The present investigation has focused specifically on visual stimuli, with the aim of establishing whether or not there is a specific visual processing model linked to the sexual exploration of men and women. In other words, the authors wanted to investigate which parts of the body are most relevant in stimulating sexual desire. To this end, the research was conducted using the eye-tracking method while the participants expressed a judgment on sexual desire, while viewing explicit visual stimuli. 44 heterosexual single volunteers (22 men and 22 women) participated in the research, with an average age of 25 years.

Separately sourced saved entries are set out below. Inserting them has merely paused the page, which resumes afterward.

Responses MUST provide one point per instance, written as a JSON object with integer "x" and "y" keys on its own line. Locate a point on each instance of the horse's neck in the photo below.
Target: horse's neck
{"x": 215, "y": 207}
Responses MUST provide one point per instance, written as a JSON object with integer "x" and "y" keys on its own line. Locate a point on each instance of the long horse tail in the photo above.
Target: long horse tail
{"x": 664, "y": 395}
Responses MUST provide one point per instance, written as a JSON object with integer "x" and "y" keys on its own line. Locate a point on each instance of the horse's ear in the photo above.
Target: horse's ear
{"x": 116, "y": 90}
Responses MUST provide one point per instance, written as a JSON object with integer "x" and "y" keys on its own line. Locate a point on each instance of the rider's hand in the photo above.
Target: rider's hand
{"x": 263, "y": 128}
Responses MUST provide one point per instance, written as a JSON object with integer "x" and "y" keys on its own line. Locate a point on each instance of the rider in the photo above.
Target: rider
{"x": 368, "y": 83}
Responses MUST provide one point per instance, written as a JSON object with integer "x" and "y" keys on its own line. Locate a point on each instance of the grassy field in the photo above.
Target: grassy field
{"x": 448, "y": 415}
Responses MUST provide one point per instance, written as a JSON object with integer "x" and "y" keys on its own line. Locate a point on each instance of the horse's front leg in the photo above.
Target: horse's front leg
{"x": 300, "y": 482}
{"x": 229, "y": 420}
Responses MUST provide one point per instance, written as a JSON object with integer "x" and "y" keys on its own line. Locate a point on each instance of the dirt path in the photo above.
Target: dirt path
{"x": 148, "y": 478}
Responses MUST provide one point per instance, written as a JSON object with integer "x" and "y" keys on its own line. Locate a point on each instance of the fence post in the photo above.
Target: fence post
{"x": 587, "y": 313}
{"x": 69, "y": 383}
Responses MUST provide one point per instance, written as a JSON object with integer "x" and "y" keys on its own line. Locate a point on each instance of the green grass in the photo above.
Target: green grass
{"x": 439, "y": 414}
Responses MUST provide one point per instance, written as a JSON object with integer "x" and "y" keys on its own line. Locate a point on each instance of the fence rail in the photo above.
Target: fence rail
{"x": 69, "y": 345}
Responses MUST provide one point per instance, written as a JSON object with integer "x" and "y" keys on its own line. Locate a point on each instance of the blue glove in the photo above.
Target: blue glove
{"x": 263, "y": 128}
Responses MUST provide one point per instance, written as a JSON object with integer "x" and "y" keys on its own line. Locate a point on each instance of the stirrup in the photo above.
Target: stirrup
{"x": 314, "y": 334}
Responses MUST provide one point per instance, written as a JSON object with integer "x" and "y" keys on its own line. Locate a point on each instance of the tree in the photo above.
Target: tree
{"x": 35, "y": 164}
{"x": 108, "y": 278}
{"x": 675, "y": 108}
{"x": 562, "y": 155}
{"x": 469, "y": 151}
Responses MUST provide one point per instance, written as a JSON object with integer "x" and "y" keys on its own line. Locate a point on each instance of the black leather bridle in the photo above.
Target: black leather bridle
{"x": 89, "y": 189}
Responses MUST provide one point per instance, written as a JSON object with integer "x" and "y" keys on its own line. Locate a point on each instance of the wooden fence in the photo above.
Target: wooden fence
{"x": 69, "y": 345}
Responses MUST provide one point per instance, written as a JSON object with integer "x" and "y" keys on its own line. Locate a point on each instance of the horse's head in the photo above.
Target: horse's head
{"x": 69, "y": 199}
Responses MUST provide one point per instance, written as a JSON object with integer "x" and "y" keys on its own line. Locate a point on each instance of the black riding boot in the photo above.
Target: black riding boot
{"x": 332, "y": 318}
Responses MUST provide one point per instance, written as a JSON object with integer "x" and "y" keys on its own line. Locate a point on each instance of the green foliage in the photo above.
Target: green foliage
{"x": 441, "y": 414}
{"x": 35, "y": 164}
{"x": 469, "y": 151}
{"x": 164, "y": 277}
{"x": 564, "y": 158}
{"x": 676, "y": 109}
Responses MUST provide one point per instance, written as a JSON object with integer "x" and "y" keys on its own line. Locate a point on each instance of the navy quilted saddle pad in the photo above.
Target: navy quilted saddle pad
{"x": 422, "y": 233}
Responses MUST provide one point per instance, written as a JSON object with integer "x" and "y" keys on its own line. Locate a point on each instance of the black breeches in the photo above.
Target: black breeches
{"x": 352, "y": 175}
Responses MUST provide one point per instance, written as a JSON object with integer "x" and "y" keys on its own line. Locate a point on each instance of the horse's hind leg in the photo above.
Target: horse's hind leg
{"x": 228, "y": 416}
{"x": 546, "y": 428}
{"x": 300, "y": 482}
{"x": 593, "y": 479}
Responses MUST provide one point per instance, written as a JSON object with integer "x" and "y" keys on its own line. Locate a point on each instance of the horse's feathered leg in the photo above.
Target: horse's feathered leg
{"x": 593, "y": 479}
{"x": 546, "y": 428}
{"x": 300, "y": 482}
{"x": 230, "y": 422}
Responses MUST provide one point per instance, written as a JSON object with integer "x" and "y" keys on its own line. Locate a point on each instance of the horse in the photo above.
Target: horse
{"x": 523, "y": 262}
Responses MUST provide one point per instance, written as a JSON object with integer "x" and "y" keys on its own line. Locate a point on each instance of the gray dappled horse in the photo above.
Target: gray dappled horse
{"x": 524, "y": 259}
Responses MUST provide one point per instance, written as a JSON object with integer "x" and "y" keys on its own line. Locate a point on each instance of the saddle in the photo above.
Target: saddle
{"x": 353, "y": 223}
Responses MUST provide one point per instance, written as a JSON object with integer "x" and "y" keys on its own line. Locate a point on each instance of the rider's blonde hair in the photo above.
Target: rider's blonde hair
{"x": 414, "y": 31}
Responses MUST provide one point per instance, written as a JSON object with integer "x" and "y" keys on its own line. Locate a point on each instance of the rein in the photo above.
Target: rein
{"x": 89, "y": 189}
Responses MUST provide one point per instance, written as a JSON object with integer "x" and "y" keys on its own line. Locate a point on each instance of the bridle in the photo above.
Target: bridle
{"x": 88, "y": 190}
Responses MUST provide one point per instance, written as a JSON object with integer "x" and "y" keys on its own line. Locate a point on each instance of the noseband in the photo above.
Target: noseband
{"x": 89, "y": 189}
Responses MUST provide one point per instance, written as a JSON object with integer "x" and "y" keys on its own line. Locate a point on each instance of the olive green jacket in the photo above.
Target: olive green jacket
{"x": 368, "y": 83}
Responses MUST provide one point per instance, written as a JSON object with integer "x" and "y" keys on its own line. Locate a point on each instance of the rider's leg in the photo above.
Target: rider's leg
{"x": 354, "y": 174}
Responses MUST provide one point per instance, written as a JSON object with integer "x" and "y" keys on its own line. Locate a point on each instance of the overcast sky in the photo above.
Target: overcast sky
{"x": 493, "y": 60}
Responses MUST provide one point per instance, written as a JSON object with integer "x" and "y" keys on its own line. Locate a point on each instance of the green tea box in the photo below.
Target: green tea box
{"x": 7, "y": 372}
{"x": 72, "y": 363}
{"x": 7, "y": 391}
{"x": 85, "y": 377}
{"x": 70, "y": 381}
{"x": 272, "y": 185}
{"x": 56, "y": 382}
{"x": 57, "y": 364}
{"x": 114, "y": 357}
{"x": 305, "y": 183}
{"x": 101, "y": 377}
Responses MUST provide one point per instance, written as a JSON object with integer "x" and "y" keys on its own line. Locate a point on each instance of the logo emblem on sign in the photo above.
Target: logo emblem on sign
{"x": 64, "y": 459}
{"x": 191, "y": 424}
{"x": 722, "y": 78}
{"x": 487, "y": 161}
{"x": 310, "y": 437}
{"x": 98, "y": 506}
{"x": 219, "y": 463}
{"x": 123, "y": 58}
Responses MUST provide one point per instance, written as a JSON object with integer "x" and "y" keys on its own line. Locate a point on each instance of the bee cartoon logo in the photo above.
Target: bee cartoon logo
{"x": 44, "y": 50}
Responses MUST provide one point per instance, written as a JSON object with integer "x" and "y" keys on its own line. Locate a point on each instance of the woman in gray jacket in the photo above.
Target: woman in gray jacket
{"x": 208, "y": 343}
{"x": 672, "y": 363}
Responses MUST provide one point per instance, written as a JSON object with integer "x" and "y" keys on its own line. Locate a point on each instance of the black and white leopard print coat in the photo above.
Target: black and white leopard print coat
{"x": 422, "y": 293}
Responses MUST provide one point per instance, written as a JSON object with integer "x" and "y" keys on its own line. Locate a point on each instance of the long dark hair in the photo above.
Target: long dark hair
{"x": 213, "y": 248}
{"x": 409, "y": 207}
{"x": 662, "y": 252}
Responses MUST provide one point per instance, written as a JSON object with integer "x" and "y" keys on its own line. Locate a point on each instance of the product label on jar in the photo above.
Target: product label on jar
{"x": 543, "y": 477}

The stimuli consisted of 120 non-erotic photographs of heterosexual individuals: they depicted female and male figures, of the same age group as the participants, attractive in swimsuits. Each had to report whether or not he felt, for each stimulus presented, the sexual desire, or the presence of sexual interest and sexual thoughts or fantasies related to the image represented in the photo. Two elements were measured through the eye-tracker: the average number of fixations and the total duration of all fixations (in seconds).
The results showed that 54.7% of the photographs aroused sexual desire in men, who observed the body longer. Specifically, the thorax was fixed longer than the genital and abdominal areas. Therefore it was possible to conclude that the body seems to be more relevant for men than the face due to the onset of sexual desire. As for women, in 29.5% of the cases, the photographs aroused their sexual desire. For them too, the body seems to be more influential in the development of sexual desire, precisely the abdomen is observed longer than in the chest and genital area. However, it appears that men observe the genital area more frequently than women, who, on the contrary, they fix the abdomen more frequently than men. Finally, the thoracic area is equally relevant for both sexes for the purpose of sexual desire.
In the future, it would be of great interest not only to deepen this theme for homosexual subjects, but to investigate how sexual desire is activated in the face of visual stimuli depicting couples.